Opera ‘ Hms Pinafore’ Cast D’oyly Carte Company
I was taken to my first adult theatrical performance at age five. It was the very last American tour of the D’Oyly Carte Opera Company’s original staging of Gilbert and Sullivan’s HMS Pinafore. I can still see it in my mind. The colors, the lights, the orchestra in the pit and remember the frisson I felt when the curtain rose and those real people enacted a story to music that I didn’t fully understand and still found mesmerizing. It has occurred to me, that if I live to 80 or so, that I will be one of the last people on the planet who saw an original staging of a Gilbert and Sullivan. Maybe that’s why I still enjoy them as much as I do. I’ve done Pinafore and an abbreviated Pirates. I’d like to do Yeoman of the Guard one of these days. I love the Mikado but the orientalism has become a bit problematic. It works fine, though, without the Japanese trappings if done by an imaginative director. If you don’t believe me, look up the English National Opera production of the late 80s with Eric Idle as Ko Ko.
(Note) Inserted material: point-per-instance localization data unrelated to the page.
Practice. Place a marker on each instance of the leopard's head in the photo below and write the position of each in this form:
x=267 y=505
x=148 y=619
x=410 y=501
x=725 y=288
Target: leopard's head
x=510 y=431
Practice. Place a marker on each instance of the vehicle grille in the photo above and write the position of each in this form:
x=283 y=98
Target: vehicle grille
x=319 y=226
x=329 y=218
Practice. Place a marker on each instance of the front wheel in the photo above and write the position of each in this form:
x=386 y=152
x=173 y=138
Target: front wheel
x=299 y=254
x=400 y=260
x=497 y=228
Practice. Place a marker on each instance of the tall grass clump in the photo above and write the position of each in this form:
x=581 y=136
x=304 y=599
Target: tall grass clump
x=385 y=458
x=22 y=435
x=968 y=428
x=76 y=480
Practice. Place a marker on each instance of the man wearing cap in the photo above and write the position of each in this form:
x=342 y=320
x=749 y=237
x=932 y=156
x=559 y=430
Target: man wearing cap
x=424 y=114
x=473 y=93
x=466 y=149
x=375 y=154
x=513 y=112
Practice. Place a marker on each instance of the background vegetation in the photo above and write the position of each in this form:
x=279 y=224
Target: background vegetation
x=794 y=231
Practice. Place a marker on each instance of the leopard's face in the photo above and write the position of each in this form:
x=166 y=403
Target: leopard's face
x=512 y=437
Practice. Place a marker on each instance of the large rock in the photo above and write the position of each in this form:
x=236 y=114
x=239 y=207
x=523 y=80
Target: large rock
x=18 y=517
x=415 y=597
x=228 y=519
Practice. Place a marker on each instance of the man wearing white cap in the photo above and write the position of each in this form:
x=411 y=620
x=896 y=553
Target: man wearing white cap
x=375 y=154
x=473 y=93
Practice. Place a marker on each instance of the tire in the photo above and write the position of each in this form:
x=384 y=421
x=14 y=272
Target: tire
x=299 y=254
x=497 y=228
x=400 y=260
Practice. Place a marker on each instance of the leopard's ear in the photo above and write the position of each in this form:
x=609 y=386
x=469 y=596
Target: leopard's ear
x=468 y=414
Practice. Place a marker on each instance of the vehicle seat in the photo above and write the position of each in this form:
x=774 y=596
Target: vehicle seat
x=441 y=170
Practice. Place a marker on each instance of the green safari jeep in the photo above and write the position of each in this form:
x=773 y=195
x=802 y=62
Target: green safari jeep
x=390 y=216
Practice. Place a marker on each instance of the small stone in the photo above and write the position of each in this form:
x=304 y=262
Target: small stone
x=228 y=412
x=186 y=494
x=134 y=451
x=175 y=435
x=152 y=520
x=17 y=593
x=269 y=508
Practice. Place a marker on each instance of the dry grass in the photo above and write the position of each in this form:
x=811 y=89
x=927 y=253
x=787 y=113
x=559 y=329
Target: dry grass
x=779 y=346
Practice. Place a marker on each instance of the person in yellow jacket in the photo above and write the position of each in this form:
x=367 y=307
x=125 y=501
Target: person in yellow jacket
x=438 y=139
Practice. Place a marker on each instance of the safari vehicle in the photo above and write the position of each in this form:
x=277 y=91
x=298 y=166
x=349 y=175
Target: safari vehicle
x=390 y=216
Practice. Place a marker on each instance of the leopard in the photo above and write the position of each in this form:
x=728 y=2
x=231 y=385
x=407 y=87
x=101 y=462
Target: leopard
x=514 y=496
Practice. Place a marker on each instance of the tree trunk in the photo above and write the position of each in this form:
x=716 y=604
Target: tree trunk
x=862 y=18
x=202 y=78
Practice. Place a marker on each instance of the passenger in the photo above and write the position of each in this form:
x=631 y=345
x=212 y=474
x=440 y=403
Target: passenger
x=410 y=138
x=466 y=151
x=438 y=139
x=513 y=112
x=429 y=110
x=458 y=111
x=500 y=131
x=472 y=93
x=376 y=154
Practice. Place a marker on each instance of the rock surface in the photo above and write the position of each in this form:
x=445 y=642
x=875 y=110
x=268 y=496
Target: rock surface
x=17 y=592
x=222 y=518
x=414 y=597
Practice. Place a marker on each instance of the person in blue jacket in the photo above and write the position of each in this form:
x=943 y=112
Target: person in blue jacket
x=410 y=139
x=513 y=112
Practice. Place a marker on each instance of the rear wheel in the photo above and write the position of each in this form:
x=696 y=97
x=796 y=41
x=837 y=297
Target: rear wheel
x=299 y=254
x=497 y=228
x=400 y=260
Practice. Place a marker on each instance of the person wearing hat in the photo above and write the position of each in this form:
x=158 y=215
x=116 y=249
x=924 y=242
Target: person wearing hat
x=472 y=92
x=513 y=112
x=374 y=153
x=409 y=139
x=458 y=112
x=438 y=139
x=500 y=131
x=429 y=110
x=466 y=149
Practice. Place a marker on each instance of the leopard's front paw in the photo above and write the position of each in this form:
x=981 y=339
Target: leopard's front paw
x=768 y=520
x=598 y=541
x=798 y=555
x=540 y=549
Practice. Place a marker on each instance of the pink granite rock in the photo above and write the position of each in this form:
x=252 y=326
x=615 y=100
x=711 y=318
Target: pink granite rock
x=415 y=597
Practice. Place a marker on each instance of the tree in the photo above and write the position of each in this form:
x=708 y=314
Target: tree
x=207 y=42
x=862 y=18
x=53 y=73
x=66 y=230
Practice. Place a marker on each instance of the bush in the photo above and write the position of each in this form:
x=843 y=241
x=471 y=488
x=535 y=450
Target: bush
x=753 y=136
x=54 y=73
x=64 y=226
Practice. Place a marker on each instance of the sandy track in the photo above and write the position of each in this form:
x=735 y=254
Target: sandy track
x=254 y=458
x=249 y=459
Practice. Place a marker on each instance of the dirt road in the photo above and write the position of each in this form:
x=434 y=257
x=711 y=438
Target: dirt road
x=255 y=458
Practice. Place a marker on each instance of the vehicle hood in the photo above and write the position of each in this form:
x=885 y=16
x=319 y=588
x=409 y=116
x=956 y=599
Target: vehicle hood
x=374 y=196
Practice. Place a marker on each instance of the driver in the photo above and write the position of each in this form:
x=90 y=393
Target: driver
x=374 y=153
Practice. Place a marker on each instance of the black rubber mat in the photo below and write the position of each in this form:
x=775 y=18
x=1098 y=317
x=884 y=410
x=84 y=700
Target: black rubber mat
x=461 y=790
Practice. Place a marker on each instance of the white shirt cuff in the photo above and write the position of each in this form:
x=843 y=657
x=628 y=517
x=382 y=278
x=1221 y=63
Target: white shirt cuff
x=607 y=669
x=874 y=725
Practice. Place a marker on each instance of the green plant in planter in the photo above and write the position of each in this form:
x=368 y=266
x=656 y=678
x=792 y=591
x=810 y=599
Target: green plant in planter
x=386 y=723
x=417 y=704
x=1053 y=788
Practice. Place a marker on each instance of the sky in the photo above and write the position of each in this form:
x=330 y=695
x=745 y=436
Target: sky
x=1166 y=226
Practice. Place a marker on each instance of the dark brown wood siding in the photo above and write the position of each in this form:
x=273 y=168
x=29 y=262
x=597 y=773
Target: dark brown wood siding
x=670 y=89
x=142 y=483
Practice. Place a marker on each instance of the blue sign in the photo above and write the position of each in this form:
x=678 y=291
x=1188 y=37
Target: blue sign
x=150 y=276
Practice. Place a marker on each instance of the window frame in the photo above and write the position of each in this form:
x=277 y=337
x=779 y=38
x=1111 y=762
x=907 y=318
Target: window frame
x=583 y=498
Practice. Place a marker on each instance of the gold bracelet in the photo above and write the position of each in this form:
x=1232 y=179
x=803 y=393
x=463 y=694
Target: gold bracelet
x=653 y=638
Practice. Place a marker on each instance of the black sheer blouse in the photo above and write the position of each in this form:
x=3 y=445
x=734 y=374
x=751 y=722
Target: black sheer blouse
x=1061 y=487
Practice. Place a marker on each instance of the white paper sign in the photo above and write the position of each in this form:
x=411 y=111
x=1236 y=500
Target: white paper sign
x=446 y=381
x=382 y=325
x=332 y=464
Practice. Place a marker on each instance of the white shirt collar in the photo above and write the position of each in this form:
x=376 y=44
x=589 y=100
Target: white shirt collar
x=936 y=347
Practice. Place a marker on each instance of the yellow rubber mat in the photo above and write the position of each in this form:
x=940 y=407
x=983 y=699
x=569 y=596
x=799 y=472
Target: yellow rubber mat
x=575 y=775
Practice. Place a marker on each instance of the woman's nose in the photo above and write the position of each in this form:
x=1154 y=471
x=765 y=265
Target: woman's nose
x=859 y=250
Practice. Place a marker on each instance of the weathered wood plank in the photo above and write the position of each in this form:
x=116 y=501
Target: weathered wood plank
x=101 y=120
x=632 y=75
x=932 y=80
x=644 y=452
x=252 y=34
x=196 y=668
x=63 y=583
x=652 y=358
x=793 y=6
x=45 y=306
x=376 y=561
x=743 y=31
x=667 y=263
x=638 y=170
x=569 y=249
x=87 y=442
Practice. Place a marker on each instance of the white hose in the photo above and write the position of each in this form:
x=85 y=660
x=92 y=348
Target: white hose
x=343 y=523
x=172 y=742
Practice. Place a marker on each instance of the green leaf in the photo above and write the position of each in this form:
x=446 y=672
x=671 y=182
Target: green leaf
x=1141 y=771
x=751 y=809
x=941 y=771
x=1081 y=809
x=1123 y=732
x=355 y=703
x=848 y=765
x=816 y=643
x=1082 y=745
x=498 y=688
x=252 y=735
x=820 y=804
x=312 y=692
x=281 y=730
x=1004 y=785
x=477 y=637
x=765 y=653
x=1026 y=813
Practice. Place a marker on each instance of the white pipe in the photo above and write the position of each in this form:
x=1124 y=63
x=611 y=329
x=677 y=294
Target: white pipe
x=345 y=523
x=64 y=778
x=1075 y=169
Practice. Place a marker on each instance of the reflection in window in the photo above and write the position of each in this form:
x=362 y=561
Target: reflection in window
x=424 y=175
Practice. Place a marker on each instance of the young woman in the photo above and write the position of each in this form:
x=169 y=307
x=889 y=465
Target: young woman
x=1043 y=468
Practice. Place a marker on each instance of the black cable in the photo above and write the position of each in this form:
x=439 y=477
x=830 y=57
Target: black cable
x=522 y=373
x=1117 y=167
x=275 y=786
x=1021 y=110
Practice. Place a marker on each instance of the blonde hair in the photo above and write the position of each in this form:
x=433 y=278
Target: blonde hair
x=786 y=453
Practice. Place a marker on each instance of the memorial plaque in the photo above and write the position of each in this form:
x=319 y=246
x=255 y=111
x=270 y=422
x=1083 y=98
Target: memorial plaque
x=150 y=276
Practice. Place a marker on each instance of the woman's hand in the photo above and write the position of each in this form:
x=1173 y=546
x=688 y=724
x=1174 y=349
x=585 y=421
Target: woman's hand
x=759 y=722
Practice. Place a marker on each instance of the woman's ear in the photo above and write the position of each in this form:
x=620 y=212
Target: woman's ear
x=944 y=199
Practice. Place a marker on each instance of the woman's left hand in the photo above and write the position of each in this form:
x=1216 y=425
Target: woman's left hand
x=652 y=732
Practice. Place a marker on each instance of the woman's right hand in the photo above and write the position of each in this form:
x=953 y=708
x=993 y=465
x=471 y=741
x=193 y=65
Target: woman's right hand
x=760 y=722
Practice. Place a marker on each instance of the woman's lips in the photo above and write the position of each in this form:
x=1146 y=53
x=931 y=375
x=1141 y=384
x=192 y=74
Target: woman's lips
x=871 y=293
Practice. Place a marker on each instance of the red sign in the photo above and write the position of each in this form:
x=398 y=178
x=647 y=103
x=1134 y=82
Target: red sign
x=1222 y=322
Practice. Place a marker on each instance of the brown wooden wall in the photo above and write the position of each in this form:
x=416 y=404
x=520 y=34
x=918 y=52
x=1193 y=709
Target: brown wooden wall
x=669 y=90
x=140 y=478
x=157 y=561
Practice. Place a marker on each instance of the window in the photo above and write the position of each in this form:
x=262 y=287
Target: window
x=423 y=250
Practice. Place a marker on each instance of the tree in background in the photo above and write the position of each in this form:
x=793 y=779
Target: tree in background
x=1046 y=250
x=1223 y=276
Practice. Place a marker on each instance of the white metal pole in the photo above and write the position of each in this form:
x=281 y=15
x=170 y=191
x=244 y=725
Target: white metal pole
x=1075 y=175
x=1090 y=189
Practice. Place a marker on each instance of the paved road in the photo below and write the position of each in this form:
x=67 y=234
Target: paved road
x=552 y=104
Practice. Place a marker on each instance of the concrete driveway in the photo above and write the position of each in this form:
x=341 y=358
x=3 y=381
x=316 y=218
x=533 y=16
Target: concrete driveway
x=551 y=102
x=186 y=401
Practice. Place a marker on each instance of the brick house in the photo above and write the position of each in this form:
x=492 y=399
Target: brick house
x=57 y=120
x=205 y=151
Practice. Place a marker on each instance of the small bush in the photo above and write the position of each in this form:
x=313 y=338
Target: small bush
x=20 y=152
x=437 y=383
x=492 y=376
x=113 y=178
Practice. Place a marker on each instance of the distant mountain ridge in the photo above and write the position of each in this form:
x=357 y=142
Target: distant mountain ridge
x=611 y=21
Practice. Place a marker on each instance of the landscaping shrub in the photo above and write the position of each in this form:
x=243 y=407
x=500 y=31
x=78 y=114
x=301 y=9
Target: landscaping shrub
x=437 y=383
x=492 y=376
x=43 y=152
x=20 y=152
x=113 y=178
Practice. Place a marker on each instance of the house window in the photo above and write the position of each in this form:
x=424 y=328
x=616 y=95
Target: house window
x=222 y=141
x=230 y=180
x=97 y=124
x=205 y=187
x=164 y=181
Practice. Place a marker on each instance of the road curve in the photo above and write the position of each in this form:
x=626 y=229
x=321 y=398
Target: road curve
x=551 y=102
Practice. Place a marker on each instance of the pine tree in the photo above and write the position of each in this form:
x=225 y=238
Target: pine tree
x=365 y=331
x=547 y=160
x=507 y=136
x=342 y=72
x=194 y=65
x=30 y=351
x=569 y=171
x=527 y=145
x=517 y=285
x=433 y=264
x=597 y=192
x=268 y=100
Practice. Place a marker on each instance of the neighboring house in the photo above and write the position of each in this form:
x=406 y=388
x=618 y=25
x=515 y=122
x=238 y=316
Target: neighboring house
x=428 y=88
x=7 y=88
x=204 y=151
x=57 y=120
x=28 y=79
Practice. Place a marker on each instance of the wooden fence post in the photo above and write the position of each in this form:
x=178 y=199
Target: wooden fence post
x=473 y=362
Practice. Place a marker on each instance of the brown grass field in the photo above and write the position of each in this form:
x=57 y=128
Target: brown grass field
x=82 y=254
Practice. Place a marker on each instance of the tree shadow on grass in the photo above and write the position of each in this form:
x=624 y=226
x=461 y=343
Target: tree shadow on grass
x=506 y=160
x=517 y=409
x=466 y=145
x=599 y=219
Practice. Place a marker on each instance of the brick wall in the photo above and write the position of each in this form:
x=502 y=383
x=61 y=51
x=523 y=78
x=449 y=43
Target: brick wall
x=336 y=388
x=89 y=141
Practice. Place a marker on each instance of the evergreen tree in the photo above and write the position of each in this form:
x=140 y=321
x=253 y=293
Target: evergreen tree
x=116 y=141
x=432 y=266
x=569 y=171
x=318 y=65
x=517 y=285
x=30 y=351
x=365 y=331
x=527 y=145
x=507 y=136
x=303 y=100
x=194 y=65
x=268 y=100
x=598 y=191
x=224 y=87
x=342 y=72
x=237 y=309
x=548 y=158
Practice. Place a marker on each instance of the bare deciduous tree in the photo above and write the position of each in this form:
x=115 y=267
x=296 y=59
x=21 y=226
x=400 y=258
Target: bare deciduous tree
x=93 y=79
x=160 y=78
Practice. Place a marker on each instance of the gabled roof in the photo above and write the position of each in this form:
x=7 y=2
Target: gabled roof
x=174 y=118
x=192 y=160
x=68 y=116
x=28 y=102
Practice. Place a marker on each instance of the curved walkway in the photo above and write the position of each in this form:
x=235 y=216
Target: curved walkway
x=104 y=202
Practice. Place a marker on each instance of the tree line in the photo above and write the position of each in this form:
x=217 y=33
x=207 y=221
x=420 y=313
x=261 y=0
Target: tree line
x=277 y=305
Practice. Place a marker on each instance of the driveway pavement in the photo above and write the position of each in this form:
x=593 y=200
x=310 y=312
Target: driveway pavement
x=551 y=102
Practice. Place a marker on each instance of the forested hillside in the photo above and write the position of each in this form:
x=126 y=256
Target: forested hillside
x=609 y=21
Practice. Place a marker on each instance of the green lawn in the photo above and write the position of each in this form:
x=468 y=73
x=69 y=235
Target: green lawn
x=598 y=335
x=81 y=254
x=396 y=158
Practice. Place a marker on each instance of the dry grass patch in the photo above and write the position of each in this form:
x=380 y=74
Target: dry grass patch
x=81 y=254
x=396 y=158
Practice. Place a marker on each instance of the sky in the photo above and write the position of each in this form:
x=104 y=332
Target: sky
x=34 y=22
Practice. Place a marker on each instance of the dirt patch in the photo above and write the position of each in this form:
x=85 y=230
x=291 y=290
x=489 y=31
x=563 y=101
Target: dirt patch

I had a long talk with my editor/publisher this weekend about the new book. We have figured out a path forward in terms of how it should be put together. Now I just have to come up with the time to sit down and do some writing. Which is running into the issues mentioned in my first paragraph above. It will all work out in the end. I tend to do my best when under a bit of pressure. I don’t necessarily like how it makes me feel in general but I have figured out over the years just a little too much to do makes me more efficient in general and my work product tends to improve. Now if I could just figure out a way to get by on less sleep. Tommy and Steve both used to do just fine on five or six hours tops. I need about seven or eight. Perhaps I should induce a little hypomania. That’s probably not the best of ideas.